Встретившись с интольей, Алеклия понял, что в жизни она еще лучше, чем на той картине, которую он видел тогда под Масилумусом: чудесные убранные на затылок черные шелковистые волосы, высокий изумительный лоб, маленькие ушки с гранатовыми серьгами и умный горячий взгляд. Однако, несомненно, талантливый художник не смог передать всю силу необъяснимого волнующего обаяния, всю колдовскую притягательность ее порочности. До крайности взволнованный, Алеклия уже через несколько мгновений после знакомства почувствовал такое желание, которого никогда еще не испытывал. Даже Андэль не так влекла его. Эта женщина одним своим присутствием пробуждала такие инстинкты, что приходилось постоянно сдерживаться.

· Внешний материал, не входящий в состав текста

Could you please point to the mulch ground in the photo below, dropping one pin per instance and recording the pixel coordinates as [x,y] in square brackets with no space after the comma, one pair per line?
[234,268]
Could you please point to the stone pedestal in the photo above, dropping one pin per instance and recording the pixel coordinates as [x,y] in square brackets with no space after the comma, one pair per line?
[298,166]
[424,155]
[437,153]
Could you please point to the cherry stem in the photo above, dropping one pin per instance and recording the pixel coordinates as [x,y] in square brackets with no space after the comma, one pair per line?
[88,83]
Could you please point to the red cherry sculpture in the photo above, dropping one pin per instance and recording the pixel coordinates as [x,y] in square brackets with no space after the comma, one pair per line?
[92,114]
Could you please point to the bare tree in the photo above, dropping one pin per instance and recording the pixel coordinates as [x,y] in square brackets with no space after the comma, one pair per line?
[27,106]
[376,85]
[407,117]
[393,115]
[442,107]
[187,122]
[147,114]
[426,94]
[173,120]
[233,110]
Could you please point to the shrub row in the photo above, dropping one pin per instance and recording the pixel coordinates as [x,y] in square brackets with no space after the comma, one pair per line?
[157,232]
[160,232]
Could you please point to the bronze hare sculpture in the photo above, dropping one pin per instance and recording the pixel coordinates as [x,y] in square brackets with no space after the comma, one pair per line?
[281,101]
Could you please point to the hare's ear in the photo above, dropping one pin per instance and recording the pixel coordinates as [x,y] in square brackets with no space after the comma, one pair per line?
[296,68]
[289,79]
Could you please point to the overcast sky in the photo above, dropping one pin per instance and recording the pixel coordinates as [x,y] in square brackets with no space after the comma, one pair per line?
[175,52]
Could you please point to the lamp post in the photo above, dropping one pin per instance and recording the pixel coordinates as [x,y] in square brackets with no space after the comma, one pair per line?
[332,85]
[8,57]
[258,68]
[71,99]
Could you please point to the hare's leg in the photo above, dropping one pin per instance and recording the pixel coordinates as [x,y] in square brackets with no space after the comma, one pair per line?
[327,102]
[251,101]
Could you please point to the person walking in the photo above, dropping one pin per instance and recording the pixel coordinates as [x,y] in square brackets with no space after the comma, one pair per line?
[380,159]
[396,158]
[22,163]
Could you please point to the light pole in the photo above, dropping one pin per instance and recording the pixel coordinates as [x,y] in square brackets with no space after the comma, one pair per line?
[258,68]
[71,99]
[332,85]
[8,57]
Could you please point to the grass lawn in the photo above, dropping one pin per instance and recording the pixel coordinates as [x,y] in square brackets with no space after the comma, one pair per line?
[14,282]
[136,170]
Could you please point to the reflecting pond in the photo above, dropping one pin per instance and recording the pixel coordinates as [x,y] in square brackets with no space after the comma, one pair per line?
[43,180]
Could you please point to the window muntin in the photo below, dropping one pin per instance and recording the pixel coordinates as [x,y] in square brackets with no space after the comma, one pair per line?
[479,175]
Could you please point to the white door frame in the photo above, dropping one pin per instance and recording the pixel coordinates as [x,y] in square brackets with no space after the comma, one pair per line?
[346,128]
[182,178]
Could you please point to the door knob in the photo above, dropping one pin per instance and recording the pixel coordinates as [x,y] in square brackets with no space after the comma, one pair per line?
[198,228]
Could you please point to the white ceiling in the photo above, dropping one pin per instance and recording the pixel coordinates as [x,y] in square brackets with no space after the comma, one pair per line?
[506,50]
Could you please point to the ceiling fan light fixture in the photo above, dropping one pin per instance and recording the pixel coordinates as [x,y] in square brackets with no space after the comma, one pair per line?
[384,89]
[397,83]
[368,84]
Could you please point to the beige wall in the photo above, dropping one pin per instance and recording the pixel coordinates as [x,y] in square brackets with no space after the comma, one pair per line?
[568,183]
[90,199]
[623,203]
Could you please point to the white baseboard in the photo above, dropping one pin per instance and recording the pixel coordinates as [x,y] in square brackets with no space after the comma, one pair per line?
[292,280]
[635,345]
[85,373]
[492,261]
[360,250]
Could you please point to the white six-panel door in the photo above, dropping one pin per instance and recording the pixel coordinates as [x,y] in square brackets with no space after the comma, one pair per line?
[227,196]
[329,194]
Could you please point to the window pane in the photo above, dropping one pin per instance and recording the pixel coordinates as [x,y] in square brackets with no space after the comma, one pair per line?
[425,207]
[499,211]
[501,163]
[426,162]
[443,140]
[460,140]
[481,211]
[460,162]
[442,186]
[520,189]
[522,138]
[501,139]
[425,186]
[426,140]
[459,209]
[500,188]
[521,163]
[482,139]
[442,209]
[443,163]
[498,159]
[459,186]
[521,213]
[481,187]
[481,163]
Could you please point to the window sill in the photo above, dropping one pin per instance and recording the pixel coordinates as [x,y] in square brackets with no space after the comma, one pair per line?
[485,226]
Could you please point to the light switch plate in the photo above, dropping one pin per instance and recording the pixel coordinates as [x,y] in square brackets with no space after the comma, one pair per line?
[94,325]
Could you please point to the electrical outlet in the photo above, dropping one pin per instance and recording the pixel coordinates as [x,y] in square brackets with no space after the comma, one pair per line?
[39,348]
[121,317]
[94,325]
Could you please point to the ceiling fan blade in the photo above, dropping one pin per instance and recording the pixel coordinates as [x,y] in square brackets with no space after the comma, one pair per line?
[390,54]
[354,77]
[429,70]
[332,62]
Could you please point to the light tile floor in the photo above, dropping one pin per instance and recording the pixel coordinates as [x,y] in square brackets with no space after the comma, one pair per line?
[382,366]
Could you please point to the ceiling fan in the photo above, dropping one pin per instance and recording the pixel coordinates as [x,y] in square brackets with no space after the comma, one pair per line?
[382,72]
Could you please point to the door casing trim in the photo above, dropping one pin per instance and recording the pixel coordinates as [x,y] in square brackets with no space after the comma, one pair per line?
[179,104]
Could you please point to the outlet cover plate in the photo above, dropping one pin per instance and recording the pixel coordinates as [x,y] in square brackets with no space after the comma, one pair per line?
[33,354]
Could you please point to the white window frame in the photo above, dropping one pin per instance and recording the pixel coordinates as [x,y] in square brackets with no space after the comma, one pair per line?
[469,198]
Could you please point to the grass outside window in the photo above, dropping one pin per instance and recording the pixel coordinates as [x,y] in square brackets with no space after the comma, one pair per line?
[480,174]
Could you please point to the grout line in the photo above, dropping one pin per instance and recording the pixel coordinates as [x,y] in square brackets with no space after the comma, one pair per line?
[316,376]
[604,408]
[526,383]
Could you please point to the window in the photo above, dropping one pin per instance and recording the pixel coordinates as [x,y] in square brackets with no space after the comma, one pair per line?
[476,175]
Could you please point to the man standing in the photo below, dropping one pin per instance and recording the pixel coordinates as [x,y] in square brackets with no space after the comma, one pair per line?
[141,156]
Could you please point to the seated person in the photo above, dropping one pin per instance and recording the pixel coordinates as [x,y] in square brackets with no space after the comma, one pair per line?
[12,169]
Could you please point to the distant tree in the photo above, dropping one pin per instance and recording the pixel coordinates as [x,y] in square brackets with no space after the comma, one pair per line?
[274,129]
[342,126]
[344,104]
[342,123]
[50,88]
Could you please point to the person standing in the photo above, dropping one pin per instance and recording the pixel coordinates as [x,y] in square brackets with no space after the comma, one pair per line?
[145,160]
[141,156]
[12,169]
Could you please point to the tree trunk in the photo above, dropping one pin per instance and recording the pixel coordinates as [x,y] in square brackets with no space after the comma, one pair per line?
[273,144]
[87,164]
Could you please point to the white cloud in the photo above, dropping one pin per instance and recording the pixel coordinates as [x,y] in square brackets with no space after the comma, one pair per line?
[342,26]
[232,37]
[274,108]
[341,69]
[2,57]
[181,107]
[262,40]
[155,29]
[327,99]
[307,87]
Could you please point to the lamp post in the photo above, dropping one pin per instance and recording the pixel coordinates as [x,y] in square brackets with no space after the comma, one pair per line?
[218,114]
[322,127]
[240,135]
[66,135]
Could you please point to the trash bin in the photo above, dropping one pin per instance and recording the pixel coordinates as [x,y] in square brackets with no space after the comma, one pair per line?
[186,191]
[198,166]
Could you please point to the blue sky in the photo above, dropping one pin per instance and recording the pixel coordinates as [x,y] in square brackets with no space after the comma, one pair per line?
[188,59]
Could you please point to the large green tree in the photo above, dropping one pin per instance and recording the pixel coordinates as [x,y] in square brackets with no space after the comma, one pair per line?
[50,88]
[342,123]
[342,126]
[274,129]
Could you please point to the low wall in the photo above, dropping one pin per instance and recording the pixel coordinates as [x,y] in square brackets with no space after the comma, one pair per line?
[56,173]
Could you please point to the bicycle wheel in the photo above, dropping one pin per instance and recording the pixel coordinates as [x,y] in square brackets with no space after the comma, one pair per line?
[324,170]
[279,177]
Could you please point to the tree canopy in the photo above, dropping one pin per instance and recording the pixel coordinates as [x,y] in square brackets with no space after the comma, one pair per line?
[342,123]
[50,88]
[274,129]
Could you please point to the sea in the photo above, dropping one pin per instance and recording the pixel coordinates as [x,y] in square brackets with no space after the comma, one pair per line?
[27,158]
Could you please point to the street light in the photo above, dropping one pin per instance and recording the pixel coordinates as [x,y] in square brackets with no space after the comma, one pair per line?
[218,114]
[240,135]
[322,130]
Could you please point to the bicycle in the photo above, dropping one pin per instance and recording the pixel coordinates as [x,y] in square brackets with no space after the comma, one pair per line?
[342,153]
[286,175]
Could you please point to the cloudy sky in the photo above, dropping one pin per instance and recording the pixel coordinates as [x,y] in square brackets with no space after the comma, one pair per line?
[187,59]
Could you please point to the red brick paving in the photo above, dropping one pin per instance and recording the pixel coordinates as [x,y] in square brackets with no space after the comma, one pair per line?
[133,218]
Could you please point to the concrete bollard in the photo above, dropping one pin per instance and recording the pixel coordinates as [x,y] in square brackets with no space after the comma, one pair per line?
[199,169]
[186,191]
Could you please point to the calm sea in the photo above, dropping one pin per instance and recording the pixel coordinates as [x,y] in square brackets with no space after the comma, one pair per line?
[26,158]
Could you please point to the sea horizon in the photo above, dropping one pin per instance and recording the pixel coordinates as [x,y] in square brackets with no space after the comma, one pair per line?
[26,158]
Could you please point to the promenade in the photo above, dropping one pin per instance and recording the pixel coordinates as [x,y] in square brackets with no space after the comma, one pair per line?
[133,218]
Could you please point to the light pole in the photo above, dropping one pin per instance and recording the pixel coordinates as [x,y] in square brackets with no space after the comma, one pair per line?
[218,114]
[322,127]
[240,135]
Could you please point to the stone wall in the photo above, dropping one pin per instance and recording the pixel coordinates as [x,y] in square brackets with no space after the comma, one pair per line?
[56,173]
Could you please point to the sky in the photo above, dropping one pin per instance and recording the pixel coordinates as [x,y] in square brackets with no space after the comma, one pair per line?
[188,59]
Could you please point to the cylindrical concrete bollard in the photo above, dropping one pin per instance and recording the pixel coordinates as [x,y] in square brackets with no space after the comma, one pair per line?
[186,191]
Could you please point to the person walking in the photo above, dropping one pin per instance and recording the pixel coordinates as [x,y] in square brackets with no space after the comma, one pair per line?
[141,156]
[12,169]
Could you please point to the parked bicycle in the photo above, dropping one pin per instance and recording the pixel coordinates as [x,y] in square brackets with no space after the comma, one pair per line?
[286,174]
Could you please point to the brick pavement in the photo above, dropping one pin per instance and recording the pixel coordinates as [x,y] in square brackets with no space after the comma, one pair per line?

На исходе десятого дня пребывания иргамовского интола в Грономфе Алеклия, переодевшись слугой, пробрался во дворец, выделенный гостям, и, использовав потайной ход, проник в покои Хидры. Увидев перед собой Инфекта Авидронии, в смешном наряде и крайне смущенного своим дерзким поступком, уже почти заснувшая интолья нисколько не удивилась, приветливо улыбнулась, поднялась, как была – нагая, помогла Божественному скинуть одежды и привлекла на ложе. Алеклия в приглушенном свете факельниц увидел прекрасное смуглое тело – тяжелые полные груди, широкие бедра, вдохнул аромат волос, поцеловал желанную родинку на шее, которая так долго не давала покоя, робко прикоснулся к груди, погладил живот, почувствовав удивительную гладкость кожи, ощутил смелые и приятные встречные прикосновения и тут же провалился в беспамятство, растворившись в пронзительном наслаждении. Он очнулся только под утро, не в силах пошевелиться…
Прошел месяц. Нэтус и Хидра по-прежнему гостили в Грономфе, предаваясь усладам и развлекаясь. Алеклия давно уже перестал утаивать свою новую связь, открыто посещал покои интольи, оказывал ей знаки внимания, дарил самые дорогие на свете украшения.